En février 2025, l'État et Vinci ont notifié le plan d'entretien et de rénovation 2027-2032, garantissant le bon état du réseau jusqu'à la fin de la concession. Un dernier avenant au contrat de plan, désormais soumis au Conseil d'État, prévoit des aménagements comme l'installation de bornes de recharge électrique et des voies réservées autour de Sophia-Antipolis. Pour ASF (Autoroutes du Sud de la France), dont le contrat court jusqu'en 2036, un nouvel échangeur a été ouvert à Salon-de-Provence.

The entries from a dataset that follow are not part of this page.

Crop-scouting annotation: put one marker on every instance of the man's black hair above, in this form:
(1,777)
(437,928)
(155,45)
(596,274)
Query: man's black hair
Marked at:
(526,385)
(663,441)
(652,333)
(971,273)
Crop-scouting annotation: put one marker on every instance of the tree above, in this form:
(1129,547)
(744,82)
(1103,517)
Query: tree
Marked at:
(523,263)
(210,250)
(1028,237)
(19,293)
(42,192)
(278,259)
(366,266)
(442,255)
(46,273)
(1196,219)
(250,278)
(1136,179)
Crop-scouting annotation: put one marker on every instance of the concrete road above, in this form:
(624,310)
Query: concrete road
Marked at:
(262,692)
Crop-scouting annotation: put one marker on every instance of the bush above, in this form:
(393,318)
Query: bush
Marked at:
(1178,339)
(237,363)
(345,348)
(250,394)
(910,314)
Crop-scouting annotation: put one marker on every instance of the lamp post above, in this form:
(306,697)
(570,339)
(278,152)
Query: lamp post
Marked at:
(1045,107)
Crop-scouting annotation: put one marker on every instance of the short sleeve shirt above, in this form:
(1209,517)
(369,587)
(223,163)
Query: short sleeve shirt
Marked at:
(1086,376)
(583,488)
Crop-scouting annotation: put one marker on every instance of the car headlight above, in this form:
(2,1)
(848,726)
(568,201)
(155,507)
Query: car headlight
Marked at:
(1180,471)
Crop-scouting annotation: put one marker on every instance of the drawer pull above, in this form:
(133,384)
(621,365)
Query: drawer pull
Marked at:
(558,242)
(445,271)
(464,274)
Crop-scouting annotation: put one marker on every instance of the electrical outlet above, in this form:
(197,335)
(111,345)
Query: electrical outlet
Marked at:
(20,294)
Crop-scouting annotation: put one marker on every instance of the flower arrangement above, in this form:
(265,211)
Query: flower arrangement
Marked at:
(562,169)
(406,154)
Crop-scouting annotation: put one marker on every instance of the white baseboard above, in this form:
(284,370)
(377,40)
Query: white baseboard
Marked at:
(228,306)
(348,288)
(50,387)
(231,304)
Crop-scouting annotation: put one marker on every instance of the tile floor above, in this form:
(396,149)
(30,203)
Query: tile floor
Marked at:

L'avenir des concessions : péage ou impôt ?

La loi-cadre Ambition France Transport, portée par Dominique Bussereau, souligne que la France ne peut se passer du péage. Selon Notebaert, une étude suisse classe le réseau français comme le meilleur d'Europe. « Si on n'était qu'entre Français, on pourrait dire que c'est l'usager ou l'impôt. Là, comme il y a les poids lourds espagnols, italiens, ce serait bien dommage de ne pas les faire contribuer », explique-t-il. Il ajoute que 25 % du chiffre d'affaires de la région provient du trafic international.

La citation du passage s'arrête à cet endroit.